Pagination for LWS Containers#82
Conversation
Add link-based pagination model for large containers with first/last/ next/prev navigation URIs. Add pagination section to spec, extend container representation with pagination properties, and add pagination terms to JSON-LD context.
|
This was discussed during the #lws meeting on 23 February 2026. View the transcriptPull Request 82 Pagination for LWS Containers (by laurensdeb)laurens: this one introduces a pagination mechanism |
|
"The server determines page boundaries and page size. " This is fundamentally flawed for paging. How in the world does a server know what paging size app needs. It might be thousands for time series, large data sets, analysis, etc - this is an app decision, not the server, making this approach to paging seriously flawed. |
Co-authored-by: Ted Thibodeau Jr <tthibodeau@openlinksw.com>
A server will always have the final say on the generation of an HTTP response. A client may provide hints related to what it needs, and there are mechanisms for this, such as sending I would suggest adding some text to the paging section, describing how clients can send hints related to the size of a page of container members. For example:
|
|
This is exactly why the LDP paging approach was never implemented, as a variable page size per request makes caching not possible. Are there examples in production at scale where a server is setting the page size for all requests? Also, the paging solution should apply to anything that needs paging, such as type search, not just specific to a container. Ultimately, with any paging (using qty), it gets down to an ordered list and then at what point do you start in that list, and how many items do your return from that start. Adding another unit in, like Page, is not solving any problems but making them. |
|
@gibsonf1 you seem to be making two contradictory arguments.
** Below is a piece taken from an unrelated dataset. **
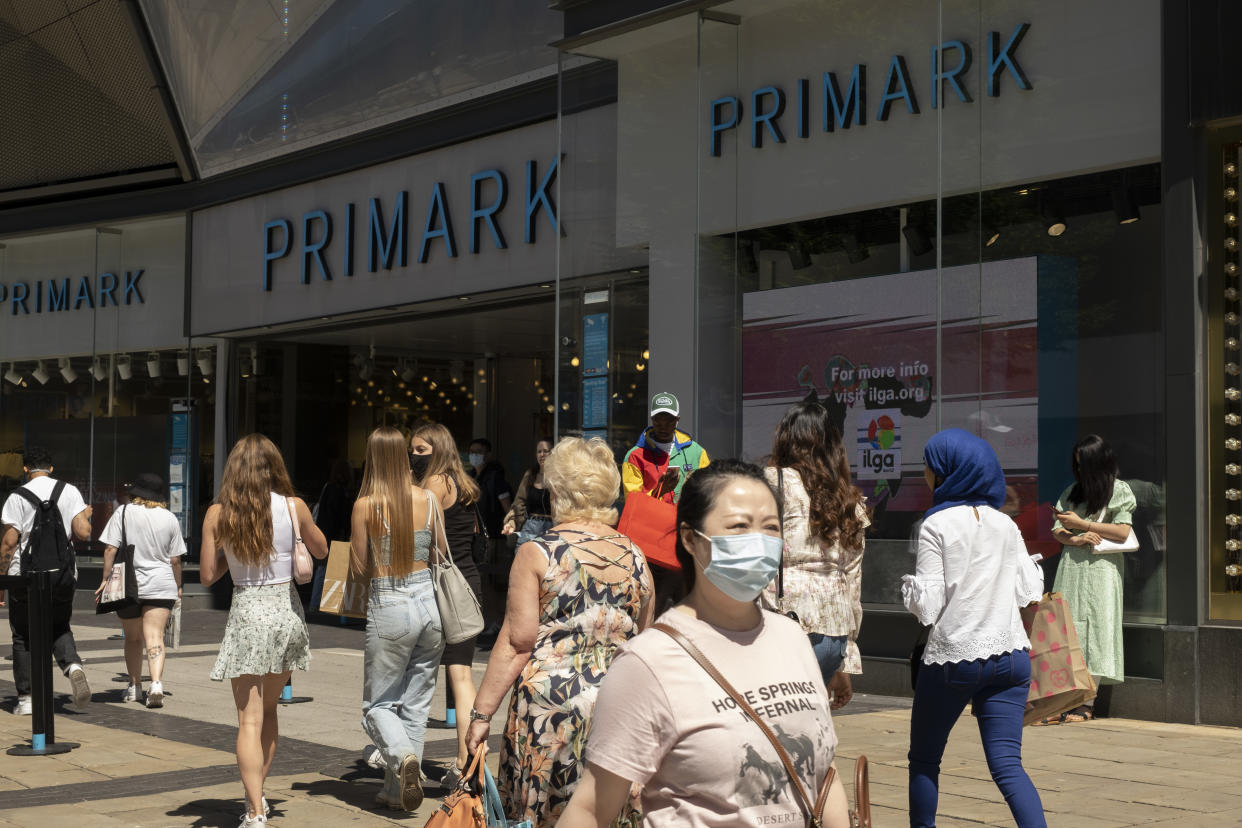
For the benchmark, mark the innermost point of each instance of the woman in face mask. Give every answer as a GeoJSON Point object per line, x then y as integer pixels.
{"type": "Point", "coordinates": [437, 467]}
{"type": "Point", "coordinates": [662, 721]}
One the one hand, you want client-provided hints for variable response sizes. On the other hand you are concerned about caching these variable responses. If a server determines the size of page responses, there are fewer issues related to caching and the implementation is considerably easier. The Prefer header feature could optionally be layered on top. Using ETags and Cache-Control headers is the standard way a server provides hints to caches, and a paging feature is no different in that regard.
I realize that you would like to expand the scope of this feature. At present, however, a Container is the only LWS resource type that is under discussion. There is no proposal for a type index. Is there a reason why this approach is incompatible with some future type index feature?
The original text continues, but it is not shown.